Sometimes it’s not necessary to remove the letters from the envelopes. Two volumes of full-color facsimiles of Emily Dickinson’s original poems on the recycled scraps of household paper she favored, Envelope Poems and The Gorgeous Nothings reproduces the experience I imagine Dickinson’s sister had upon discovering the work in a desk drawer. The odd shapes of the papers combined with the hieroglyphics of the poet’s writing turns the manuscripts into something you expect to see hanging on a gallery wall. The result is beautiful.

What do you call this category of books? Novelty implies there’s a gimmick involved, when in fact you could argue the exact opposite is the case. The act of reading is elevated to an experience that can not be duplicated digitally because the author (usually with the help of a designer) has included another component to create immersive content which relies on more than words on a page. The physical book as an object becomes an essential part of the storytelling process.

The brilliant Margaret Wise Brown, best known for Goodnight Moon, also wrote a book called Little Fur Family. The original editions were covered in rabbit fur because she thought it would be attractive and comforting to children. Unfortunately, the books were also attractive to moths. Few have survived, making those that are still around very valuable. First editions, with the fur dust jacket and the original box, can sell for over a thousand dollars.

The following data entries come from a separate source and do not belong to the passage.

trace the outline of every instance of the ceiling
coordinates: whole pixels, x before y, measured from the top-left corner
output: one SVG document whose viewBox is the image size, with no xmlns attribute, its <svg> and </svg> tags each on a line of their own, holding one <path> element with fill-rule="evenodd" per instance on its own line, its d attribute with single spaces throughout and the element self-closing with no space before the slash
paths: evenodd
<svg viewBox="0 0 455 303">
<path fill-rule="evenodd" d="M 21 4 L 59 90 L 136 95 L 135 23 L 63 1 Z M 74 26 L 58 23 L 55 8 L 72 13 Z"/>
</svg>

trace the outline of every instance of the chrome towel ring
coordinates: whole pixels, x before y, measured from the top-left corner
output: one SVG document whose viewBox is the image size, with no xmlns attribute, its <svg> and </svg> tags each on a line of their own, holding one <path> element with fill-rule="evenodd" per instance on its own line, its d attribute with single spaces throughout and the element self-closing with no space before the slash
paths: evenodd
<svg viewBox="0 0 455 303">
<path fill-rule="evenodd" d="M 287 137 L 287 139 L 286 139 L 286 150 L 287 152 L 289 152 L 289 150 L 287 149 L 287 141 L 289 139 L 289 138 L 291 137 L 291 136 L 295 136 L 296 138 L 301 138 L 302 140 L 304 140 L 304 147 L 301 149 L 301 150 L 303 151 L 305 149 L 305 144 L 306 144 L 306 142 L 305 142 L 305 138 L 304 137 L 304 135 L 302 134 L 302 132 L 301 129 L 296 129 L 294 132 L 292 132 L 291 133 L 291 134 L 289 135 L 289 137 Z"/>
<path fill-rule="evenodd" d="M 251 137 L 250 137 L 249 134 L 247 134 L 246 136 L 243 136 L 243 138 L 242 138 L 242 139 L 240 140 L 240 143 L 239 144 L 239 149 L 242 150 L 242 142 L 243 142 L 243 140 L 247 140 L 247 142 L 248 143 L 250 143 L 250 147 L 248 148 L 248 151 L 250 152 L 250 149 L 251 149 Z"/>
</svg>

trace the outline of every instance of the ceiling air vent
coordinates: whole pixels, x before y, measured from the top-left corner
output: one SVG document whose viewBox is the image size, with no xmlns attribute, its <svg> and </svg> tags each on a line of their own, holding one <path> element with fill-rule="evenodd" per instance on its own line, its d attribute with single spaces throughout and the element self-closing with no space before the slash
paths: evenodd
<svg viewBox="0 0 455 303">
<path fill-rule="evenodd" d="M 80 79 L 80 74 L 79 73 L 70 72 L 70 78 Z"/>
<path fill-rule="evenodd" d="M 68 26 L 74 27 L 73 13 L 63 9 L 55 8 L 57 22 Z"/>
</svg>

Fortunately for children the newer Little Fur Family board books sell for under $10 and incorporate faux fur.

Therein lies the conundrum.  These types of books can be expensive to produce and tricky to preserve, and so there’s the fear that they are just too pretty to read. You don’t want to get them dirty. It’s the same instinct that induces some people to remove the dust jacket from hardcovers—an irrational need to protect a thing whose original purpose was to protect the book. Books are not sacred; their purpose is utilitarian. They are containers for words and ideas. But there are books that we are also meant to enjoy and appreciate as art objects. The challenge is to find a balance.  To not be intimidated into treating these books as more precious or more fragile than traditional books. To not be afraid to enjoy them.

E-readers are sooo much less complicated.